La pièce de Godot pourrait nous conduire à la réflexion suivante. La possibilité théorique de la venue de Godot permet de maintenir un équilibre entre les acteurs qui, bien que précaire, tient sur l'hypothétique espoir qu'il viendra... Lorsque cet espoir s'évanouit, l'équilibre n'est plus de mise, et les acteurs s'engagent dans des actions non coordonnées et possiblement destructrices.
Il nous semble que les COP, depuis celle de Paris qui posa les ambitions climatiques de la communauté internationale, répondent assez bien à la situation quelque que peu absurde décrite par Beckett. Alors que le niveau d'émissions mondiales de GES rend de plus en plus improbable l'atteinte des objectifs visant à contenir le réchauffement climatique global sous la barre des +1,5° C par rapport à l'ère préindustrielle, de nombreux autres éléments incitent au pessimisme.
Nous pourrions, d'une part, évoquer les politiques conduites par les États et les groupes pétroliers qui ressemblent à s'y méprendre à une fuite en avant effrénée. Un peu comme si, anticipant un durcissement du contexte réglementaire, économique et/ou géopolitique, ces derniers se hâtaient d'appuyer des projets au potentiel écocidaire inquiétant.
Évoquons, par exemple, l'Angleterre qui a permis l'exploration du champ de Rosebank en Mer du Nord, le rachat de Pionner Natural Resources par Exxon, ou les projets de Total en Afrique. Cette situation se double, d'autre part, d'un contexte géopolitique international particulièrement instable où, au nom de la sauvegarde de leurs économies et de leurs intérêts stratégiques vitaux, les États fortement consommateurs ou producteurs d'énergie fossile semblent vouloir desserrer les contraintes environnementales. Les différents assouplissements, voire renoncements, de l'UE quant à son green deal ou certains sujets liés à la transition, en témoignent.

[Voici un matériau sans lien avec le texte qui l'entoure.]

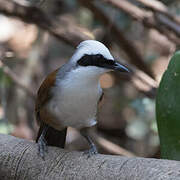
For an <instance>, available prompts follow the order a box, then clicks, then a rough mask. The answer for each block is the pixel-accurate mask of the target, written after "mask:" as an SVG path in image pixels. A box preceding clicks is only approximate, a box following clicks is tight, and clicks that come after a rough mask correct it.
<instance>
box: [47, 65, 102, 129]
mask: <svg viewBox="0 0 180 180" xmlns="http://www.w3.org/2000/svg"><path fill="white" fill-rule="evenodd" d="M99 69H100V70H99ZM104 71H105V70H104V69H103V68H102V69H101V68H98V69H96V67H93V68H92V67H80V68H79V67H78V68H76V69H74V70H72V71H71V72H69V73H68V74H67V75H66V76H65V77H64V79H57V80H56V87H55V88H54V90H53V93H54V97H55V98H54V100H53V101H52V104H51V105H50V106H49V107H53V108H51V109H52V110H53V109H54V112H53V113H54V114H55V115H56V117H57V118H60V121H61V125H62V123H63V125H64V126H71V127H75V128H78V129H80V128H82V127H90V126H93V125H95V124H96V113H97V105H98V100H99V98H100V96H101V93H102V89H101V87H100V84H99V77H100V75H101V74H102V73H104ZM54 107H56V108H54ZM62 120H64V121H63V122H62Z"/></svg>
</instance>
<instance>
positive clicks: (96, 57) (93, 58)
mask: <svg viewBox="0 0 180 180" xmlns="http://www.w3.org/2000/svg"><path fill="white" fill-rule="evenodd" d="M77 64H78V65H80V66H97V67H104V68H106V66H109V65H114V64H115V61H114V60H111V59H110V60H109V59H106V58H104V56H103V55H101V54H96V55H88V54H85V55H84V56H83V57H82V58H81V59H79V60H78V61H77Z"/></svg>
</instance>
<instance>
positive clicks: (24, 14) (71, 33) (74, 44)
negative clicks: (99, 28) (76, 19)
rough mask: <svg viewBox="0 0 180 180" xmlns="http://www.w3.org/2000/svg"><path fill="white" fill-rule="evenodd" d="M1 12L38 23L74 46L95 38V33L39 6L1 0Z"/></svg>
mask: <svg viewBox="0 0 180 180" xmlns="http://www.w3.org/2000/svg"><path fill="white" fill-rule="evenodd" d="M0 13H2V14H4V15H7V16H11V17H18V18H20V19H21V20H23V21H24V22H26V23H32V24H36V25H37V26H38V27H40V28H42V29H44V30H46V31H48V32H49V33H50V34H52V35H53V36H55V37H56V38H58V39H60V40H63V41H64V42H66V43H68V44H70V45H73V46H74V47H76V46H77V45H78V44H79V43H80V42H81V41H83V40H86V39H93V38H94V36H93V34H92V33H91V32H89V31H88V30H87V29H85V28H82V27H79V26H77V25H76V24H73V26H72V24H71V23H70V22H69V20H68V19H65V18H57V17H54V16H53V17H52V16H50V15H49V14H48V15H47V14H45V13H44V12H43V11H42V10H40V9H38V8H37V7H26V6H22V5H19V4H17V3H15V2H14V1H11V0H0ZM72 27H73V28H72Z"/></svg>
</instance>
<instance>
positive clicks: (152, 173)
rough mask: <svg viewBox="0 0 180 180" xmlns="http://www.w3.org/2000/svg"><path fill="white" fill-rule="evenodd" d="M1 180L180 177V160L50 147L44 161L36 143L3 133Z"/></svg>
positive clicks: (0, 163)
mask: <svg viewBox="0 0 180 180" xmlns="http://www.w3.org/2000/svg"><path fill="white" fill-rule="evenodd" d="M0 179H3V180H11V179H18V180H26V179H31V180H33V179H35V180H37V179H39V180H41V179H43V180H44V179H48V180H49V179H53V180H54V179H83V180H85V179H88V180H89V179H98V180H101V179H103V180H104V179H108V180H109V179H121V180H125V179H126V180H131V179H132V180H140V179H141V180H147V179H148V180H153V179H154V180H160V179H163V180H166V179H176V180H178V179H180V162H178V161H170V160H158V159H150V158H149V159H147V158H127V157H122V156H111V155H100V154H98V155H94V156H92V157H91V158H89V159H87V156H86V155H84V154H83V153H82V152H74V151H73V152H69V151H67V150H63V149H59V148H55V147H49V149H48V153H47V154H46V157H45V160H42V159H41V158H40V157H39V156H38V154H37V145H36V144H35V143H33V142H30V141H27V140H23V139H19V138H15V137H13V136H8V135H2V134H1V135H0Z"/></svg>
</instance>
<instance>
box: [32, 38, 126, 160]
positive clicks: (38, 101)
mask: <svg viewBox="0 0 180 180" xmlns="http://www.w3.org/2000/svg"><path fill="white" fill-rule="evenodd" d="M109 71H120V72H124V73H127V72H130V70H129V69H128V68H127V67H126V66H124V65H122V64H120V63H119V62H118V61H116V60H115V59H114V58H113V56H112V55H111V53H110V51H109V49H108V48H107V47H106V46H105V45H104V44H103V43H101V42H99V41H96V40H85V41H82V42H81V43H80V44H79V45H78V46H77V48H76V50H75V52H74V54H73V55H72V57H71V58H70V60H69V61H68V62H67V63H65V64H64V65H62V66H61V67H60V68H58V69H56V70H55V71H53V72H52V73H50V74H49V75H48V76H47V77H46V78H45V80H44V81H43V83H42V84H41V86H40V88H39V90H38V93H37V98H36V102H35V115H36V120H37V123H38V124H39V125H40V128H39V132H38V135H37V138H36V142H37V144H38V152H39V154H40V156H41V157H42V158H43V159H44V157H45V153H46V152H47V146H56V147H60V148H64V146H65V139H66V134H67V128H68V127H73V128H76V129H77V130H79V132H80V134H81V135H82V136H84V138H85V139H86V140H87V142H88V143H89V146H90V149H89V150H87V153H88V156H91V155H94V154H97V148H96V146H95V144H94V143H93V141H92V139H91V137H90V136H89V135H88V130H89V128H91V127H93V126H95V125H96V124H97V110H98V104H99V102H100V101H101V100H102V97H103V94H104V93H103V90H102V88H101V86H100V83H99V78H100V76H101V75H102V74H104V73H107V72H109Z"/></svg>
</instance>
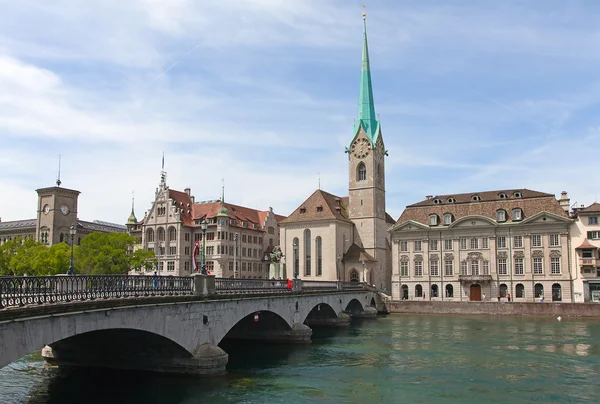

Quant à la réélection, de moins en moins improbable, de Donald Trump à la Présidence des États-Unis, elle fait planer un spectre des plus menaçants sur les accords internationaux.
Un consensus décisif pour les COP ?
Les comportements des entreprises comme des États sont plutôt conformes à ce que les travaux scientifiques dérivés de la théorie des jeux prévoient. En l'absence d'une autorité supranationale organisatrice dotée de pouvoirs coercitifs, les asymétries d'intérêts et les coûts de coordination et d'opportunité sont tels, qu'ils poussent les acteurs à des actions parfaitement opportunistes guidées par la préservation des intérêts individuels.
Heureusement des travaux, tels ceux de David Carfi et ses coauteurs, montrent que même si les réflexes compétitifs sont aigués, la reconnaissance d'intérêts communs amène les différentes parties prenantes à trouver des compromis qui, s'ils ne révolutionnent pas les équilibres, participent d'une amélioration tendancielle de la situation.
L'erreur fatale consisterait, en effet, à désespérer que les COP puissent un jour aboutir à un consensus décisif, susceptible de nous faire dévier de cette trajectoire collective que les scientifiques annoncent funeste. L'accord sur les causes et dommages annoncé en ouverture de la présente COP est là pour nous rappeler qu'en coulisses, les parties prenantes œuvrent à dépasser leurs divergences pour se donner une chance de parvenir à d'autres avancées.
Des petits pas en attendant la grande enjambée décisive ? Une chose est certaine, la résignation collective façon Vladimir et Estragon signerait la fin définitive de toute ambition climatique et, par extension, des politiques environnementales. En dépit de nos légitimes déceptions, il faut toujours espérer que Godot sera bien présent à Dubaï.